PII-215 - EVALUATING THE EFFICACY OF COMBINATION OF CHECKPOINT INHIBITORS AND CHEMOTHERAPY IN LUNG CANCER USING A MECHANISTIC MODEL

K. Thiagarajan¹, A. Mohan², M. Channavazzala³, A. Sareen⁴, T. Ray³, M. Roy⁴, R. Kumar⁵; ¹Vantage Research Inc, Lewes, Delaware, USA, ²Vantage Research, Lewes, Delware, USA, ³Vantage Research, ⁴Vantage Research, Lewes, Delaware, USA, ⁵AbbVie Inc, North Chicago, IL, US.

Background: Checkpoint inhibitors (CITs) targeting programmed cell death receptor -1 (PD-1) have been approved for use in NSCLC without genetic driver alterations and PD-L1 tumor proportion score ≥ 50% in the first line setting. Approximately, 50-60 % of the patients drop out at the first clinical visit due to various reasons such as radiographic progression, treatment related adverse events [1]. Here, we propose to utilize a QSP model to evaluate the efficacy of sequential vs parallel administration of chemotherapy in combination with CITs and recommend trial designs where this combination is beneficial to the maximum number of patients.

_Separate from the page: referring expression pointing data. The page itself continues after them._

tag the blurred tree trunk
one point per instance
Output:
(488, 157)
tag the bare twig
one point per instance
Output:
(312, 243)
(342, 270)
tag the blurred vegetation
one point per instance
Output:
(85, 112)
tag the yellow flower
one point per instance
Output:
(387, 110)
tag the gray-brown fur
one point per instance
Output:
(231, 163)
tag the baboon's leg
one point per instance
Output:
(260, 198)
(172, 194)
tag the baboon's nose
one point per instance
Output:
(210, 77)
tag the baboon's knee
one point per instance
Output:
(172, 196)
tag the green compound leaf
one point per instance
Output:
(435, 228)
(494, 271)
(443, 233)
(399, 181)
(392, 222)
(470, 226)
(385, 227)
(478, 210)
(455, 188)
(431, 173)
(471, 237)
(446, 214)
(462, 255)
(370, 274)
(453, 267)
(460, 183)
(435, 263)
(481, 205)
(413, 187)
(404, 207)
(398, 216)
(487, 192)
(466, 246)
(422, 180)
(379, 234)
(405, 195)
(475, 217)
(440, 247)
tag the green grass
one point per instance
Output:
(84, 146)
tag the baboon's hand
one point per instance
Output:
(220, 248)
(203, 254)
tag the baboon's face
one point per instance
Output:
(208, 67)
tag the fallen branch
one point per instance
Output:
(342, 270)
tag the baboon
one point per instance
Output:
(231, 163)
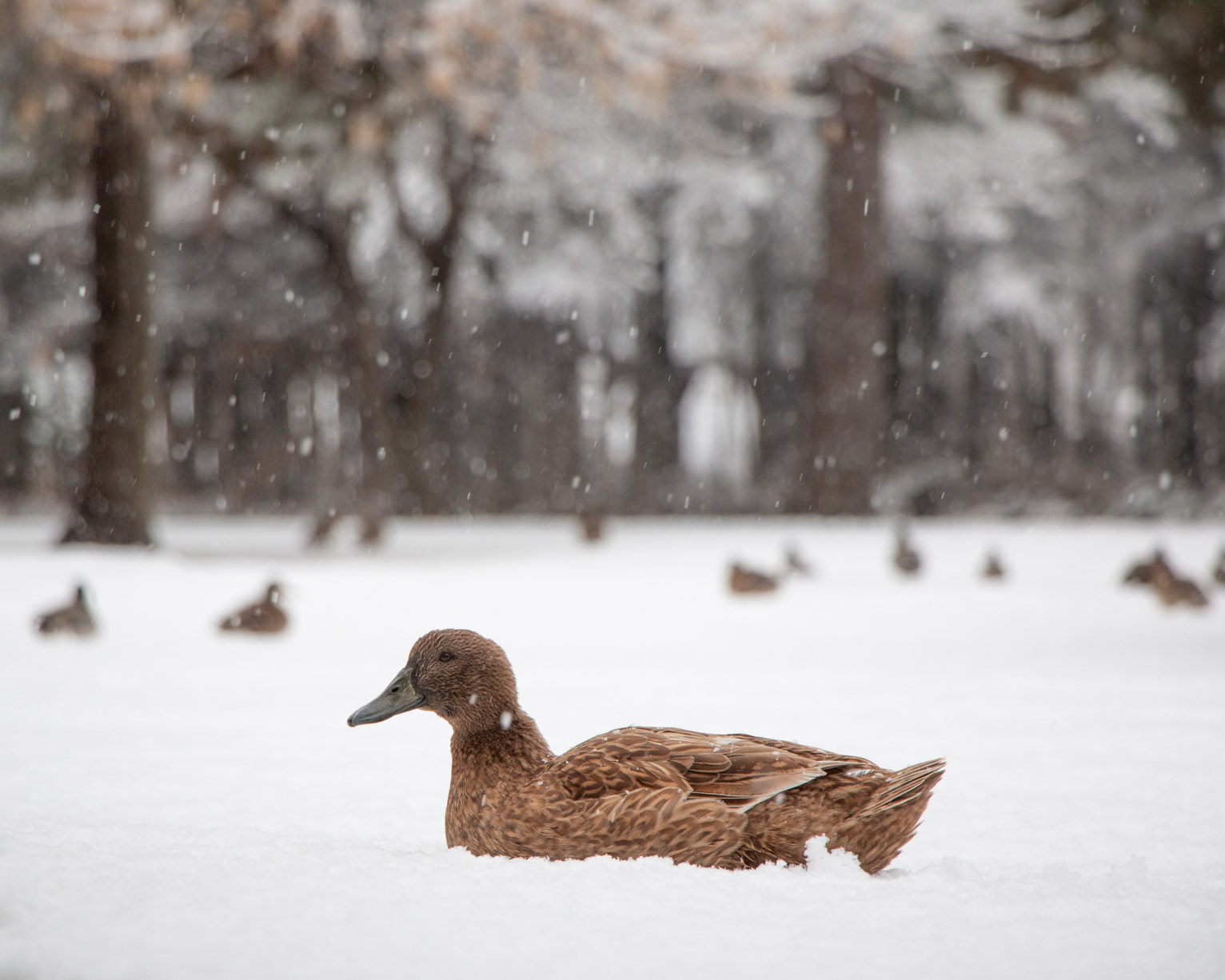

Methods: An immune-oncology (IO) QSP model [2] was developed by incorporating intra-patient heterogeneity in lesions and inter-patient variability and calibrated to publicly available clinical data [3-5] (pembrolizumab monotherapy in KEYNOTE-024, chemotherapy in CHECKMATE-9LA, Nivolumab+ipilimumab in CHECKMATE-227) in patients with metastatic NSCLC. Model captures the waterfall, spider plot, objective response rate (ORR) and progression-free survival curves. A virtual phase III trial was then simulated with the following arms: PD-1 monotherapy(P), PD-1 + CTLA-4 combination therapy(P+I), Chemotherapy(C) and PD-1 + CTLA-4 + Chemotherapy (P+I+C) arm.

Results: Virtual patients in the P+I+C arm displayed deeper (number of patients with tumor reduction ≥ 30%) and longer duration (time on trial) than the other arms in this virtual clinical trial. Percentage of virtual patients displaying oligo-progression (some lesions exhibiting reduction ≥ 30%, while some lesions showing growth) was fewer in the P+I+C arm compared to other arms. We observed that chemotherapy followed by a combination of CITs yielded better outcomes among the 3 strategies that were evaluated.

Conclusion: The model developed was able to visualize trial outcomes, identify responder populations and provide recommendations for optimal trial designs. Simulations presented here show that there was modest improvement in the tumor dynamics as well as progression free survival with the P + I + C arm in comparison to other arms. Amongst the strategies investigated here, sequential administration of C for 4 cycles followed by P + I combination yielded deeper response and better improvement in PFS.